3. Secondary Adjustment & Limitation on interest deductions

Finance Act, 2017 inserted section 92CE i.e. secondary adjustment which provided for adjustment in the books of accounts of the tax payers to reflect actual allocation of profits between the taxpayers and its Associated Enterprise(s) ("AE") in line with the Arm's length price ("ALP") so determined. However, a clarification on the basis of allocation of the secondary adjustment amount in case of multiple AEs where entity level Transaction Net Margin Method ("TNMM") has been used for benchmarking the transaction would have been a desirable move.

Further, section 94B of the Income Tax Act provides for limitation on interest deduction for interest in excess of 30%. In this regard, a group ratio rule, as advocated by OECD, in addition to fixed ratio rule would have provided solace to genuine taxpayers having high interest expense due to their nature of business.

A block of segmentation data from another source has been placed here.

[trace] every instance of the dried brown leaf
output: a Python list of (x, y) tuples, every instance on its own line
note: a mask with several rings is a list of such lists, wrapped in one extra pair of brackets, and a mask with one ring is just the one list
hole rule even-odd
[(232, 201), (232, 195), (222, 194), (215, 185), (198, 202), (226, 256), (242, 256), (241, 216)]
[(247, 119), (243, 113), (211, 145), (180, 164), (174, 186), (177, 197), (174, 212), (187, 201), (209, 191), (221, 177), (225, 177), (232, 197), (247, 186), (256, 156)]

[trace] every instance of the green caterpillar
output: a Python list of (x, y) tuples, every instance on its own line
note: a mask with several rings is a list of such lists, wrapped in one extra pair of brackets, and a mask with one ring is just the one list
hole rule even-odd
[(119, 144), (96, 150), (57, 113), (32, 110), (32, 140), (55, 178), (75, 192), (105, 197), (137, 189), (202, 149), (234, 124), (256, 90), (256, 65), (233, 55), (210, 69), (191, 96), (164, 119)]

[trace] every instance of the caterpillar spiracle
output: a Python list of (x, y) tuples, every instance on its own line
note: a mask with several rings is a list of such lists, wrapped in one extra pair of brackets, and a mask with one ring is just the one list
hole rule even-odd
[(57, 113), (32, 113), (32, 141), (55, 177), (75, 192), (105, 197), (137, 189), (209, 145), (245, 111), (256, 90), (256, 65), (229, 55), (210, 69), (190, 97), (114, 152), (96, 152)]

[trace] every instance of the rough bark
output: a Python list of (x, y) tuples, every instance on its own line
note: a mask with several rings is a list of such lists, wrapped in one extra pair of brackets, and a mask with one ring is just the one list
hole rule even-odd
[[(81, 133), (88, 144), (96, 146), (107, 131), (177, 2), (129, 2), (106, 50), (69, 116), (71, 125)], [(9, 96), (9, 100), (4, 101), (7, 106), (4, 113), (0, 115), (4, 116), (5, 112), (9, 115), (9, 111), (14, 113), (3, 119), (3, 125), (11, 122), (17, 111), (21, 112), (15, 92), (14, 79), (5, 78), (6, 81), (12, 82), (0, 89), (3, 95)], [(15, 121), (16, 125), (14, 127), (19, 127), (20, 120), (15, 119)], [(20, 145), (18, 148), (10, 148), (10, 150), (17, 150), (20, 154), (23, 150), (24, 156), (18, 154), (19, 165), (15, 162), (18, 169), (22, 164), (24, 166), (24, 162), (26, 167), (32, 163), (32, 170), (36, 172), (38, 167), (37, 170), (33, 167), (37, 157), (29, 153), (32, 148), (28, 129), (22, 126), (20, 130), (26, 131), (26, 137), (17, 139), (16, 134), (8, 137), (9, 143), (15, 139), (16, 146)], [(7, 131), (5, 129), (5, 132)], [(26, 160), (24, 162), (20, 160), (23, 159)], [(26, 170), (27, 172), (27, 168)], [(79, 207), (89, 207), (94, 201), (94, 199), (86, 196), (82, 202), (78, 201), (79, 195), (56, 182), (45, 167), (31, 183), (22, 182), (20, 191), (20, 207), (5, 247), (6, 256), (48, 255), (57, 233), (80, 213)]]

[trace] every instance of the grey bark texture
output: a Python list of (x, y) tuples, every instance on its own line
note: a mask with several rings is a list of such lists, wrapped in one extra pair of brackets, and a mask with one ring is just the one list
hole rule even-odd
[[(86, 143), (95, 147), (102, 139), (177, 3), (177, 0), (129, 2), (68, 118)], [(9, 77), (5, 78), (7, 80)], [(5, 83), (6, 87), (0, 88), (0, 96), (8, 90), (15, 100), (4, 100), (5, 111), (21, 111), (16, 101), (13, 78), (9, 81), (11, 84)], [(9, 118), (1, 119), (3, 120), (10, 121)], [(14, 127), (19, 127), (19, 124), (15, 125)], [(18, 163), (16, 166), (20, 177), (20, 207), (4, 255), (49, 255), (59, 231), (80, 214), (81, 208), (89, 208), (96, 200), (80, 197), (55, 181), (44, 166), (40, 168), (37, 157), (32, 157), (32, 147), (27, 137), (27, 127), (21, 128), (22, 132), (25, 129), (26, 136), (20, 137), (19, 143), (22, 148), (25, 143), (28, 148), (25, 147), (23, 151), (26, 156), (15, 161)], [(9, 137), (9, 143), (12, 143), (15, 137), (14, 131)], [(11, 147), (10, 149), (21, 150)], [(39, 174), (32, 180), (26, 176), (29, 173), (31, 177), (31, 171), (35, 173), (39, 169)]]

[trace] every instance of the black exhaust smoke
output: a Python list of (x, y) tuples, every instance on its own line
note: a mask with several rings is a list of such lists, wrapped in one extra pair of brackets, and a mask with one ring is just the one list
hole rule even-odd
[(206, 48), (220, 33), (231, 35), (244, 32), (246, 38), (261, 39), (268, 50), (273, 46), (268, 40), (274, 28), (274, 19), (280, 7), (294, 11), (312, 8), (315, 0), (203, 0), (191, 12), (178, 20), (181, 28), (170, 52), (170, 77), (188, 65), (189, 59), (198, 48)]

4. Specific guidelines on complex transfer pricing issues

Transactions such as intra-group services and marketing intangibles are the subject of high pitched litigation. However, there is no clear guidance available on such transactions in the Indian TP Regulations. Certain provisions would have gone a long way in easing the burden:

  •   Specific regulations providing guidance on documentation evidencing the actual receipt of services – In a lot of cases, TP officers compute nil ALP for service transactions holding that no services have been received. Some guidance on this front would have brought certainty to taxpayers.

  •   Provisions substantiating the importance of expected benefits over actual profits - this shall encourage tax payers to maintain an expected cost – benefit analysis for potential services to be received as a means to avoid / reduce litigation.

Overall, the budget has focussed on boosting the growth and employment in the country. On the transfer pricing front the Government has maintained a status-quo. However, seeing the general enthusiasm of the Government, one can hope and expect that the unattended areas shall soon be confronted through subsequent notifications and amendments.